Fibronectin matrix as a scaffold for procollagen proteinase binding and collagen processing.

机构信息

Department of Molecular Biology, Princeton University, Princeton, NJ 08544-1014.

出版信息

Mol Biol Cell. 2019 Aug 1;30(17):2218-2226. doi: 10.1091/mbc.E19-03-0140. Epub 2019 Jun 26.
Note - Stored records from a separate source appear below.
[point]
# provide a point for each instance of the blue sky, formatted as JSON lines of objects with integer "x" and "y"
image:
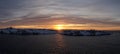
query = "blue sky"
{"x": 23, "y": 12}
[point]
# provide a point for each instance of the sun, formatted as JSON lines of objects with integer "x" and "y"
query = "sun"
{"x": 59, "y": 27}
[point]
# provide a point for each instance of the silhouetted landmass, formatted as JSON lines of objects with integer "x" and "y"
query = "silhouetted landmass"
{"x": 14, "y": 31}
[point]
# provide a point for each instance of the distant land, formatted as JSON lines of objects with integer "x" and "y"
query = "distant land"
{"x": 15, "y": 31}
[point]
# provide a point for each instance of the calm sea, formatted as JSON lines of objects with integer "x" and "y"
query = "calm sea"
{"x": 59, "y": 44}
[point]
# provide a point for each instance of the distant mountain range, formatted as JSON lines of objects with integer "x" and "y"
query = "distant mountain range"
{"x": 14, "y": 31}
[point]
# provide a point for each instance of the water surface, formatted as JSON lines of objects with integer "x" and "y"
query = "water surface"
{"x": 59, "y": 44}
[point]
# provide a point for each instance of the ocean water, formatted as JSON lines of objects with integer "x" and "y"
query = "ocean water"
{"x": 59, "y": 44}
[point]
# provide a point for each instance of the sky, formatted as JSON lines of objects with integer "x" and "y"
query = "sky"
{"x": 71, "y": 14}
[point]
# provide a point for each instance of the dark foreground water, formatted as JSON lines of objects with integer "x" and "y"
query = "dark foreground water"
{"x": 59, "y": 44}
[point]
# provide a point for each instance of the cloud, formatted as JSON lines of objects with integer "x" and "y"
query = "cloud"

DOI:10.1091/mbc.E19-03-0140
PMID:31242089
原文链接:https://pmc.ncbi.nlm.nih.gov/articles/PMC6743462/
Abstract

The extracellular matrix (ECM) proteins fibronectin (FN) and type I collagen (collagen I) are codistributed in many tissues, and collagens have been shown to depend on an FN matrix for fibrillogenesis. Microscopic analysis of a fibroblast ECM showed colocalization of procollagen I with FN fibrils, and proteolytic cleavage of procollagen to initiate fibril formation was significantly reduced with inhibition of FN matrix assembly. We examined the role of FN matrix in procollagen processing by the C-propeptide proteinase bone morphogenetic protein 1 (BMP-1). We found that BMP-1 binds to a cell-assembled ECM in a dose-dependent manner and that, like procollagen, BMP-1 colocalizes with FN fibrils in the matrix microenvironment. Binding studies with FN fragments identified a binding site in FN's primary heparin-binding domain. In solution, BMP-1-FN interactions and BMP-1 cleavage of procollagen I were both enhanced by the presence of heparin, suggesting a role for heparin in complex formation during proteolysis. Indeed, addition of heparin enhanced the rate of procollagen cleavage by matrix-bound BMP-1. Our results show that matrix localization of this proteinase facilitates the initiation of collagen assembly and suggest a model in which FN matrix and associated heparan sulfate act as a scaffold to organize enzyme and substrate for procollagen processing.

摘要

细胞外基质(ECM)蛋白纤维连接蛋白(FN)和 I 型胶原(胶原 I)在许多组织中共同分布,并且已经表明胶原依赖于 FN 基质进行纤维形成。对成纤维细胞 ECM 的显微镜分析表明,原胶原 I 与 FN 原纤维共定位,并且 FN 基质组装的抑制显著降低了原胶原的蛋白水解切割以启动纤维形成。我们研究了 FN 基质在 C 端前肽蛋白酶骨形态发生蛋白 1(BMP-1)中原胶原加工中的作用。我们发现 BMP-1 以剂量依赖性方式结合到细胞组装的 ECM 上,并且与原胶原一样,BMP-1 与 FN 原纤维在基质微环境中共定位。与 FN 片段的结合研究鉴定出 FN 主要肝素结合结构域中的一个结合位点。在溶液中,BMP-1-FN 相互作用和 BMP-1 对原胶原 I 的切割都被肝素的存在增强,这表明肝素在蛋白酶解过程中的复合物形成中起作用。事实上,肝素的添加增强了基质结合的 BMP-1 对原胶原的切割速率。我们的结果表明,这种蛋白酶的基质定位有助于胶原组装的起始,并提出了一种模型,其中 FN 基质和相关的硫酸乙酰肝素作为组织蛋白酶和原胶原加工底物的支架。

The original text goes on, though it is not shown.